13 thoughts on “Enter The Hammer Of Promotion

  1. I love that you used the word “cruciferous.” Now, quit ranting and BUYMYBOOKBUYMYBOOKBUYMYBOOK! Oh, wait. You already have my books. Dang.

  2. I do like what Dean Wesley Smith says about this. He recommends your promotion be limited to a blog post, a tweet, a facebook entry and that’s about it. Now I understand Dean already has an audience, but still, a couple of them will work.

    I do my best to not use the word, “buy” when promoting my work. I’ve set a rule for myself to post links once a week, on Friday–payday for most people, when they have money in their pockets and won’t forget about your book in the intervening days between your post and when they have disposable income–and that’s it.

    The two best kinds of promotion you can have for sales is word of mouth and the next book. If you’re spending more time promoting than writing, you lose. When someone else recommends your book and posts about it? That’s when you’re really going to make the sales.

    So yeah, shuddup and write, people.

  3. What Joe said. And a whole HEAPING pile of more. As usual, this NettaRant(TM) has hit the nail on the head (there are enough hammers around to make this possible, believe you me). Honestly, I feel rather guilty doing too much promotion–every time I post a reminder I want to apologize. It’s not like people don’t KNOW for heaven’s sake. THEY KNOW AND ARE JUST AVOIDING YOU BECAUSE YOU’RE ANNOYING. Sigh. Only one thing left to say.

    Amen brothas and sistas. Amen.

    • There is definitely such a thing as too much promotion, especially if all you’re doing is an endless loop on Facebook and Twitter. If you aren’t in some kind of relationship with the people you’re spamming, they aren’t going to care. They’ll shut your ass down.

      It’s a fine line, but sometimes less is enough.

  4. Oh yeah, one other thing:

    You need to promote. It’s a given. But their are far more effective ways to do it than pumping yourself up like a lead balloon via social networks. Look up the book bloggers. Ask if they’d like to review your book. Send them a copy.

    Ask your beta readers behind the scenes if they wouldn’t mind posting a review of your book on the Amazon page. Make sure you tell them to be honest and that you’d appreciate even a mild review. If they didn’t like it, allow them to say so. All five star ratings are going to be suspect anyway.

    Get a book trailer done and post it on your Amazon and Smashwords page for the book. I tend to check those out and I bet others do as well.

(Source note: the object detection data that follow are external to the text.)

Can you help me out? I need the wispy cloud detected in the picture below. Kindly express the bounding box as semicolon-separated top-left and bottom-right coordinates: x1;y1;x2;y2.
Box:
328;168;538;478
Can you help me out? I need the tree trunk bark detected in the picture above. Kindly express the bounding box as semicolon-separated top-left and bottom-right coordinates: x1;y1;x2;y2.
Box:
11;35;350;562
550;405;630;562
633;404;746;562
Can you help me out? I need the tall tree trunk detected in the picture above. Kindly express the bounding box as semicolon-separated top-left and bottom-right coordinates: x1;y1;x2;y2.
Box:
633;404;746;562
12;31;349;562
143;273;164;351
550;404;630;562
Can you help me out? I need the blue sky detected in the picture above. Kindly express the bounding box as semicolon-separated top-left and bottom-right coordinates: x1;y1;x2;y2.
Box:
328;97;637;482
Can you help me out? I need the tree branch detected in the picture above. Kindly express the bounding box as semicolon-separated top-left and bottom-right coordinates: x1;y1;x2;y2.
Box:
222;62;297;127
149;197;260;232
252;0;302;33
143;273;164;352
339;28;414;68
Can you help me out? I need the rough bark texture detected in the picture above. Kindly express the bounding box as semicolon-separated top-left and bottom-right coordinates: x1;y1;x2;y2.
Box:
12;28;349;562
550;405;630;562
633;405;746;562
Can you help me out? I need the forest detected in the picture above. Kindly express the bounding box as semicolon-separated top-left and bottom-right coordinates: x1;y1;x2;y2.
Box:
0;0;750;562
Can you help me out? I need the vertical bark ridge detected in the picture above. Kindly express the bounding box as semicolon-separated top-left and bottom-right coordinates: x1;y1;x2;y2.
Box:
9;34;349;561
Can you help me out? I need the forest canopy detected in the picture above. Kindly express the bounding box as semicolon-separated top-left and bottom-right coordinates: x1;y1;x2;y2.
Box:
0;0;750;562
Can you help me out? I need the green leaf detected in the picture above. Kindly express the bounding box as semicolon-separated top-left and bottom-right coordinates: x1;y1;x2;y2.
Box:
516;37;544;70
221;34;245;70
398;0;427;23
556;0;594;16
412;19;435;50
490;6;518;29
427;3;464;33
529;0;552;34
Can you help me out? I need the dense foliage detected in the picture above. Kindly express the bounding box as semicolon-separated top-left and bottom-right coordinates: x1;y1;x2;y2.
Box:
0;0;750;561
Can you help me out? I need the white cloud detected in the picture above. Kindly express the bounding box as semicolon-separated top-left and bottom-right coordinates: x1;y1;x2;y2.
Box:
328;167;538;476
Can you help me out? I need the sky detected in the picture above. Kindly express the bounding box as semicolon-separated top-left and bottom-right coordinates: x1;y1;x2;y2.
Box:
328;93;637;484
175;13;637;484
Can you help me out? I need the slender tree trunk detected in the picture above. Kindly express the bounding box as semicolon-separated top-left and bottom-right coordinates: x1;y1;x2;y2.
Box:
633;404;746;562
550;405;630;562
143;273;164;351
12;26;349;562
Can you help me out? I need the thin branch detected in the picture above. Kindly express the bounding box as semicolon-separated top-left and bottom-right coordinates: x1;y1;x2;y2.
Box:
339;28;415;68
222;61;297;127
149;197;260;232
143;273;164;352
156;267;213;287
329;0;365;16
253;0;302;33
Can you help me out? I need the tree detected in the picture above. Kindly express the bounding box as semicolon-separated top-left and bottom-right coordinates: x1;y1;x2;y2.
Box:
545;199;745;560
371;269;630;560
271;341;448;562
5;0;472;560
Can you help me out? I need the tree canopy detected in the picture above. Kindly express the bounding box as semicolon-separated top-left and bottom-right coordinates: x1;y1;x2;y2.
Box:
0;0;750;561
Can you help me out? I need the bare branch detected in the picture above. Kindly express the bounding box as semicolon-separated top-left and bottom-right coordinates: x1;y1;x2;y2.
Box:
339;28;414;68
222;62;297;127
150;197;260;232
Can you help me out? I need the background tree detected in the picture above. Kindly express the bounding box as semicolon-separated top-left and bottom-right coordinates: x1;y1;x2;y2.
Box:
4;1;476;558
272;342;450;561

    All these can be done without being an annoying git.

  5. Love love love this post, and you are so right. There are certain people who show up in my feed and I hit “delete” immediately! I know that it’s only a post flogging THEIR book, or the latest 5-star review on THEIR book, or some other fabulous news about THEIR book. It’s annoying ONLY because I never hear from them otherwise. If I did have some sort of social interaction with them, then at least I’d care.

    In real-life networking, this was much more obvious. You never walked into a room, made a beeline for the VP of your company and immediately started talking about who you were, what you did, what you sold blah blah blah …cuz you know why? You’d probably be fired! These actions would ring loud with insincerity and be considered uncouth, unprofessional, and downright rude.

    It amazes me that some people think this “hit me over the head” sell tactic is ok just because they’re sitting behind a keyboard.

    Great rant, netta!

    • Perfect. Just like what it would be like to meet people in person. The best sales people are those who LISTEN to their audience, not just talk AT them. You’re exactly right.